すずめの戸締まり(4.0) | 想像上のLand's berry

想像上のLand's berry

言葉はデコヒーレンス(記事は公開後の一日程度 逐次改訂しますm(__)m)

『すずめの戸締り』

監督:新海誠

感想(※多少ネタバレします)
 「セカイ系」(エヴァっぽい作品)の旗手だった新海さんがジブリ風の作品に挑戦し、そして失敗した『星を追う子ども』。奇しくも2011年の作品だ。あれから11年、『すずめの戸締り』でリベンジに挑戦している。『耳をすませば』『魔女の宅急便』は実際に言及されるし、『もののけ姫』『千と千尋の神隠し』『ハウルの動く城』なんかの要素も感じ取れる。

 そして、このリベンジは半ば成功しているように思える。新海さんは人の意見をよく聞く人なんだろうね。設定も曖昧で説得力に欠けたファンタジー世界での冒険が主だった『星を追う子ども』と比べて、『すずめの戸締り』で舞台となるのは主として現実世界だ。そのことで作品世界に具体性が持ち込まれ、『星を追う子ども』の欠点を克服している。

 現実世界の(美化された)風景描写は新海さんの十八番でもある。とくに下り道のカーブからの眺望は好きだった。道中の出来事なんかも丁寧に描かれてるし、震災を絡めたストーリーテリングも今作はこなれた感がある。新海さんがだしがちな単にイヤなだけのやつも今作では基本的に出てこない。そういう意味ではクオリティが高い作品だとも言える。

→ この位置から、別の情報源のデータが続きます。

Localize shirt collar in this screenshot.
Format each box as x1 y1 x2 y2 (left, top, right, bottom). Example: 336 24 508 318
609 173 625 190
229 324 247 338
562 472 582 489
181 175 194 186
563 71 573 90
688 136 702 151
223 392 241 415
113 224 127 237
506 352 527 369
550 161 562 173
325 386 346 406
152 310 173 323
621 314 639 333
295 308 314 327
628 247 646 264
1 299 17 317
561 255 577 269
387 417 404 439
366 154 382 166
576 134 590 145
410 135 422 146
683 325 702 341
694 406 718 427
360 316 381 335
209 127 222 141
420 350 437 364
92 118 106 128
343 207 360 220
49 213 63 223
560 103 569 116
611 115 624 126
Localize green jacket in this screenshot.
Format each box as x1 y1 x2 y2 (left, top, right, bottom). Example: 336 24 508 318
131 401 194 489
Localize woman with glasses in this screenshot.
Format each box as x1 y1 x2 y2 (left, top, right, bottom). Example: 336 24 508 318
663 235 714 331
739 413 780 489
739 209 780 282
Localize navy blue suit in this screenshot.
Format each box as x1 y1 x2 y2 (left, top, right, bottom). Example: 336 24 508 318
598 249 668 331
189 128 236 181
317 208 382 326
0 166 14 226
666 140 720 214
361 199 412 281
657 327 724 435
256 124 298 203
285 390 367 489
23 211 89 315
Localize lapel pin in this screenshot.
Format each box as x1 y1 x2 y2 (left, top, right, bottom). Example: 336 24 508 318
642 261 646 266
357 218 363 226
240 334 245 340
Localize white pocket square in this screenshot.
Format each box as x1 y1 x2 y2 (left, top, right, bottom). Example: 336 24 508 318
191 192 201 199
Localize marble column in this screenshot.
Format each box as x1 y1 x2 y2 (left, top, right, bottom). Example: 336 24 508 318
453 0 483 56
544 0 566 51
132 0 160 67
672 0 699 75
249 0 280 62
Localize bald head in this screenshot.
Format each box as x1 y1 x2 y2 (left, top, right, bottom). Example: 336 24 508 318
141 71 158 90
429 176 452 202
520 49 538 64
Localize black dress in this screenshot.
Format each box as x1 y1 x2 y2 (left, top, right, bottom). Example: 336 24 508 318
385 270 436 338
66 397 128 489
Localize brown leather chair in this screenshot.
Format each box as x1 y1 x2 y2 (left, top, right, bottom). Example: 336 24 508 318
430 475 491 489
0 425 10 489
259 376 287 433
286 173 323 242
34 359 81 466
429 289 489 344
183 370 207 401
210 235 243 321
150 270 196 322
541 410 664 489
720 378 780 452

 ただ、いまいちノレない部分もあって。(以下反転)主人公が彼と出会ってから作中であまり時間が経過しないから、強い結びつきになるところが納得しづらい。あれだったら学校の先輩でいつも眺めていたって設定とかでも良かったと思う。

 もうひとつ。これは割と致命的に思える部分で、ネコ周り、とくにクライマックスの処理がよくない。あれだと主人公たちに都合のいいように動いているように見えてしまう。
そのモヤモヤを引きずっているからラストも感動というには程遠かった。

 前作『天気の子』は粗い部分が(ある程度意図的に)多かったけれど、ラストですべて回収していた(終わり良ければすべて良し)のに対して、この『すずめの戸締り』は道中は丁寧だけれど、ラストでのれない感じになってしまっている。